Do benchmark testing with deepview-validator or eIQ Model Tool:

  • DeepviewRT validator: #deepview-validator --input_names input --output_names MobilenetV1/Predictions/Reshape_1 --samples 1 --uri http://localhost:10919/serial/GRAXBQHR
    --reference mobilenet_v1_1.0_224_pb.npz mobilenet_v1_1.0_224_pb_uint8.tflite
  • eIQ Model Tool: Add target with uri 'http://localhost:10919/serial/GRAXBQHR' and click the 'Tools->Profile Model' button to to profiling model.

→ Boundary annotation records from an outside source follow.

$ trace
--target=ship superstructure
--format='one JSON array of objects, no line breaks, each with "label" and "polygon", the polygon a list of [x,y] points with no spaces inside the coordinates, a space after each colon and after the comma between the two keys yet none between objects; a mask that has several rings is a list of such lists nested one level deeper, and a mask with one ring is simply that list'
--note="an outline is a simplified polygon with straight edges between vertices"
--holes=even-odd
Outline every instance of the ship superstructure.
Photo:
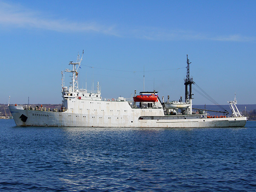
[{"label": "ship superstructure", "polygon": [[[209,118],[207,111],[192,111],[192,85],[187,55],[184,80],[185,101],[162,102],[158,92],[143,91],[130,98],[102,98],[98,82],[96,90],[79,89],[78,70],[82,58],[70,62],[72,69],[62,71],[61,108],[9,106],[17,126],[123,127],[243,127],[246,118],[239,112],[235,102],[230,103],[232,117]],[[71,73],[69,87],[64,84],[64,72]],[[189,92],[188,87],[189,86]],[[234,110],[235,110],[234,112]]]}]

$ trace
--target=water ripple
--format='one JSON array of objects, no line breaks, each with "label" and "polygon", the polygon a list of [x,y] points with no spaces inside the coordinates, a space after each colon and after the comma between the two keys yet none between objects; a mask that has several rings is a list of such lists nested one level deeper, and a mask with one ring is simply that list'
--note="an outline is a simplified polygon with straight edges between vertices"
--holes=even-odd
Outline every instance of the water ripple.
[{"label": "water ripple", "polygon": [[253,191],[242,128],[21,127],[0,120],[0,191]]}]

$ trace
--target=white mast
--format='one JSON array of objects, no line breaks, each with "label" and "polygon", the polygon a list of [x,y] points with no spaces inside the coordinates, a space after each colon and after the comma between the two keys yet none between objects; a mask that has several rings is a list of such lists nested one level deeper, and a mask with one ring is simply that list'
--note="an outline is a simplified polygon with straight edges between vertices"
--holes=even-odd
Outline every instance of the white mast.
[{"label": "white mast", "polygon": [[144,82],[145,82],[145,65],[143,65],[143,92],[144,92]]},{"label": "white mast", "polygon": [[[82,57],[81,59],[79,58],[79,52],[78,54],[77,59],[76,60],[76,63],[73,63],[73,62],[70,62],[69,65],[73,65],[73,69],[71,70],[68,69],[66,69],[65,71],[65,72],[70,72],[73,73],[72,78],[72,92],[74,92],[78,89],[78,69],[80,66],[81,62],[82,61],[83,55],[84,55],[84,50],[83,50],[83,53],[82,55]],[[76,65],[78,65],[78,66],[76,68]]]}]

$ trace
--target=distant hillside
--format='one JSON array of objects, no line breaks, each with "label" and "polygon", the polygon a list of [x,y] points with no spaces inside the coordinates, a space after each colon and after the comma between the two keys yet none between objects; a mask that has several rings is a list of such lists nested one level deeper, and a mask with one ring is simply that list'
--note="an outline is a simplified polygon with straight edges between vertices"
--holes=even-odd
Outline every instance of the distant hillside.
[{"label": "distant hillside", "polygon": [[[220,105],[221,107],[224,108],[225,110],[227,110],[229,112],[229,115],[231,114],[231,110],[230,110],[229,106],[228,105]],[[238,110],[243,115],[244,114],[245,110],[245,107],[246,107],[246,116],[248,117],[249,112],[251,112],[254,110],[256,110],[256,104],[253,105],[237,105]],[[204,105],[193,105],[193,108],[197,108],[199,109],[204,109]],[[206,105],[206,109],[208,110],[213,110],[214,111],[223,111],[223,110],[217,105]],[[221,113],[216,113],[215,112],[209,112],[208,113],[211,115],[216,115],[219,114],[222,114]]]},{"label": "distant hillside", "polygon": [[[22,105],[22,106],[26,106],[27,105],[21,105],[18,104],[18,105]],[[31,104],[30,105],[30,106],[31,106],[33,107],[36,107],[36,106],[41,106],[41,104]],[[50,108],[54,108],[55,107],[58,108],[58,107],[60,107],[61,104],[43,104],[43,106],[44,107],[47,107]],[[7,116],[11,116],[11,114],[9,110],[9,108],[8,107],[8,105],[3,104],[0,104],[0,116],[5,116],[5,113],[6,113],[6,115]]]}]

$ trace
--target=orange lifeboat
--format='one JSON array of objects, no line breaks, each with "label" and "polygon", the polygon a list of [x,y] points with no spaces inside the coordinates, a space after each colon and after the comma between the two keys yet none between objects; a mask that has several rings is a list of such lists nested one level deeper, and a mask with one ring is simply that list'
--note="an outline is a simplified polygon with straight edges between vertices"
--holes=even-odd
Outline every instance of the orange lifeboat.
[{"label": "orange lifeboat", "polygon": [[133,97],[135,102],[156,102],[158,101],[157,96],[154,94],[142,95]]}]

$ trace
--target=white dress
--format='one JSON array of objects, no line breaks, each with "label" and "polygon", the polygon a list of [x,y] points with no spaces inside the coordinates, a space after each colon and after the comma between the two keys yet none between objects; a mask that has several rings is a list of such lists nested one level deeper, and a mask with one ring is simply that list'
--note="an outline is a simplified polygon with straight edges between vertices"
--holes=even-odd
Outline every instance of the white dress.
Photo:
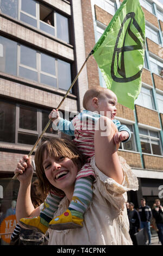
[{"label": "white dress", "polygon": [[[84,214],[83,227],[58,231],[49,229],[49,245],[132,245],[129,234],[129,221],[126,207],[127,191],[137,190],[138,181],[123,157],[120,157],[124,179],[122,185],[106,176],[96,166],[95,157],[91,164],[96,173],[93,198]],[[68,207],[65,197],[55,217]]]}]

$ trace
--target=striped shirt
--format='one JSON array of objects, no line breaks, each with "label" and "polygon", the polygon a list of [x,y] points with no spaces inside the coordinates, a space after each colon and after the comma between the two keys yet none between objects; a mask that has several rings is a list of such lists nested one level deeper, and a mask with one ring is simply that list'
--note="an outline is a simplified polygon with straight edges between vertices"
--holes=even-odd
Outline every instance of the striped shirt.
[{"label": "striped shirt", "polygon": [[[84,110],[75,117],[70,122],[61,118],[58,127],[60,131],[69,135],[74,136],[73,140],[78,149],[86,156],[86,163],[78,172],[77,179],[90,175],[95,176],[95,172],[90,166],[91,158],[95,155],[94,137],[95,125],[101,115],[95,112]],[[114,119],[118,131],[126,131],[130,137],[130,130],[126,125],[121,125],[119,121]]]}]

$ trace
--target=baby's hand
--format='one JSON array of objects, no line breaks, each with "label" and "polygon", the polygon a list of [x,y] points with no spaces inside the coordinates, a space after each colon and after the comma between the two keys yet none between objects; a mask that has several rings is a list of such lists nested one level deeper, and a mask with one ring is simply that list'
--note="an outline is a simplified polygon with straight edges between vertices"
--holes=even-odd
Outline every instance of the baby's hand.
[{"label": "baby's hand", "polygon": [[129,137],[129,133],[126,131],[116,132],[114,136],[114,140],[115,144],[118,144],[123,141],[126,141]]},{"label": "baby's hand", "polygon": [[58,112],[58,109],[53,109],[52,111],[49,114],[49,119],[52,119],[53,121],[59,118],[59,113]]}]

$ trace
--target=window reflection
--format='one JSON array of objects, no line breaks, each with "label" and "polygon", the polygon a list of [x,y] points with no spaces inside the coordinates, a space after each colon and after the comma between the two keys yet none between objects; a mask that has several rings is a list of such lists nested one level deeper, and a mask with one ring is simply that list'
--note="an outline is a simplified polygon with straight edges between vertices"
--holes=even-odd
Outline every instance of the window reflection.
[{"label": "window reflection", "polygon": [[18,0],[1,0],[0,11],[13,18],[17,18]]},{"label": "window reflection", "polygon": [[67,90],[71,84],[70,64],[58,59],[58,69],[59,88]]},{"label": "window reflection", "polygon": [[17,42],[0,36],[0,71],[16,75]]},{"label": "window reflection", "polygon": [[56,13],[57,37],[69,43],[68,19],[58,13]]},{"label": "window reflection", "polygon": [[15,143],[16,107],[14,104],[1,100],[0,141]]}]

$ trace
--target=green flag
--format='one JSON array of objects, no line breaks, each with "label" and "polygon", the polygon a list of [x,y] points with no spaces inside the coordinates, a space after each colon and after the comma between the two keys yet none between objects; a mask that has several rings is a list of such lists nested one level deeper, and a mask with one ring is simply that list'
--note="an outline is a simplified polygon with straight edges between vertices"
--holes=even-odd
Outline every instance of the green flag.
[{"label": "green flag", "polygon": [[139,0],[124,0],[92,50],[107,87],[134,109],[141,86],[145,20]]}]

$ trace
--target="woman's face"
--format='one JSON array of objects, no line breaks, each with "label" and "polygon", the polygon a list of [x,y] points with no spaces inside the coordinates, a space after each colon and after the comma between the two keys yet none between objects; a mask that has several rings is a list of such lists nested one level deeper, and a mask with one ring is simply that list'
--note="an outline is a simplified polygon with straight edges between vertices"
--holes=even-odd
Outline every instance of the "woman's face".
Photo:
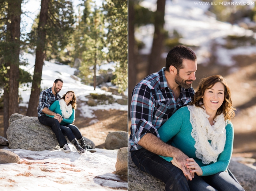
[{"label": "woman's face", "polygon": [[65,96],[65,101],[67,103],[69,103],[70,101],[73,100],[74,97],[74,94],[72,92],[68,92]]},{"label": "woman's face", "polygon": [[202,98],[207,113],[217,112],[224,101],[224,85],[219,82],[206,90]]}]

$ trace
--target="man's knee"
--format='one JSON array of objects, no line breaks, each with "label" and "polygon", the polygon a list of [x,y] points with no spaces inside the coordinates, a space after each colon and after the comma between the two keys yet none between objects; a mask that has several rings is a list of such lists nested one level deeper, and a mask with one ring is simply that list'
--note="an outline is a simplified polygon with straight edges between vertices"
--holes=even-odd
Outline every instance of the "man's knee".
[{"label": "man's knee", "polygon": [[53,119],[52,120],[52,127],[58,128],[60,127],[60,122],[59,122],[58,120],[56,119]]},{"label": "man's knee", "polygon": [[172,174],[165,183],[166,191],[189,190],[188,180],[181,170],[181,171]]}]

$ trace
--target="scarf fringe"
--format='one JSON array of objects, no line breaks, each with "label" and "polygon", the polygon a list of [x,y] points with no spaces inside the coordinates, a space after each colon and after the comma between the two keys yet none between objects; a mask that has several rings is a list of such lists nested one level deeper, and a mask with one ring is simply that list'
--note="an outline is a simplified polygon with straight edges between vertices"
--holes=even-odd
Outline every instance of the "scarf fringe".
[{"label": "scarf fringe", "polygon": [[[211,126],[208,120],[210,116],[205,110],[195,105],[187,106],[190,112],[190,122],[193,129],[191,136],[195,139],[196,155],[207,164],[217,160],[219,154],[224,150],[226,143],[226,126],[224,114],[215,118]],[[211,141],[211,144],[208,140]]]},{"label": "scarf fringe", "polygon": [[70,104],[68,106],[67,105],[66,102],[63,99],[61,99],[59,101],[62,117],[65,119],[68,119],[73,113],[72,106],[71,104]]}]

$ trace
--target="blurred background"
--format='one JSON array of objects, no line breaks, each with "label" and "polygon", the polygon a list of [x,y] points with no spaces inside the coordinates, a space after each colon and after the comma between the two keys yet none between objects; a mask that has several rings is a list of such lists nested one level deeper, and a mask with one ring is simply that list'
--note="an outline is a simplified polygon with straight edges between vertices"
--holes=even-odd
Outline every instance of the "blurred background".
[{"label": "blurred background", "polygon": [[128,8],[129,106],[136,85],[165,66],[173,47],[188,46],[197,58],[195,90],[204,77],[227,81],[237,109],[232,159],[255,168],[256,2],[129,0]]}]

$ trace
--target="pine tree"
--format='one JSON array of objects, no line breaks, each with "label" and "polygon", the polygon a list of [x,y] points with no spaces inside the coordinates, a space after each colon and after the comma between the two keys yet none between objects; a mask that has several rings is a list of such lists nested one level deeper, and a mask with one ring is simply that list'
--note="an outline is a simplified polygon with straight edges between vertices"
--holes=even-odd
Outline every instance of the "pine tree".
[{"label": "pine tree", "polygon": [[[5,73],[4,94],[4,136],[7,137],[8,120],[19,109],[19,78],[22,0],[1,1],[2,31],[0,55]],[[5,70],[4,70],[5,69]]]},{"label": "pine tree", "polygon": [[79,68],[81,73],[85,77],[92,74],[93,67],[93,86],[96,86],[96,66],[100,66],[106,60],[106,54],[103,51],[105,44],[105,26],[102,8],[97,7],[95,3],[87,0],[84,1],[85,8],[81,23],[84,24],[82,45],[83,62]]},{"label": "pine tree", "polygon": [[103,3],[108,24],[107,42],[110,61],[117,64],[113,81],[120,91],[127,87],[128,3],[127,0],[106,0]]},{"label": "pine tree", "polygon": [[44,61],[47,50],[57,54],[68,44],[74,23],[72,4],[65,0],[42,0],[39,23],[29,35],[30,46],[36,46],[35,63],[26,115],[37,116]]},{"label": "pine tree", "polygon": [[166,0],[157,0],[157,7],[155,12],[155,31],[151,53],[148,58],[148,74],[158,71],[159,64],[163,48],[165,31],[165,10]]}]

Get benchmark results via Modelrunner cli

PS C:\scripts> python .\cli.py com20

=> reset


           TFLite Modelrunner

=> model_loadb model.tflite model_loadb 53936 ######### Ready for TFLite model download Flash FLASH 0x100000 Erased, Program at 100000: 16384 bytes == FLASH 0x104000 Erased, Program at 104000: 16384 bytes == FLASH 0x108000 Erased, Program at 108000: 16384 bytes == FLASH 0x10c000 Erased, Program at 10c000: 16384 bytes ==

=> model { "inputs": [ { "datatype": "INT8", "name": "input_1", "scale": 0.5847029089927673, "shape": [ 1, 49, 10, 1 ], "zero_points": 83 } ], "layer_count": 13, "layers": [ { "avg_timing": 9827000, "name": "functional_1/activation/Relu;functional_1/batch_normalization/FusedBatchNormV3;functional_1/conv2d/BiasAdd/ReadVariableOp/resource;functional_1/conv2d/BiasAdd;functional_1/conv2d_4/Conv2D;functional_1/conv2d/Conv2D1", "tensor": { "timing": 9827000 }, "type": "CONV_2D" }, ...
... ], "outputs": [ { "datatype": "INT8", "name": "Identity", "scale": 0.00390625, "shape": [ 1, 12 ], "zero_points": -128 } ], "timing": 60370000 }

=> tensor_loadb input_1 tmp.input tensor_loadb input_1 490 ######### Ready for input_1 tensor download MEM

######### 490 bytes received #########

=> run output=Identity { "outputs": [ { "data": "gICAgICAgIB/gICA", "datatype": "INT8", "name": "Identity", "shape": [ 1, 12 ], "type": "SOFTMAX" } ], "timing": 59808000 }

=>

The latency timing is 59.808 ms, the layer timings can be found in model command, for example the first layer timing is 9.827 ms.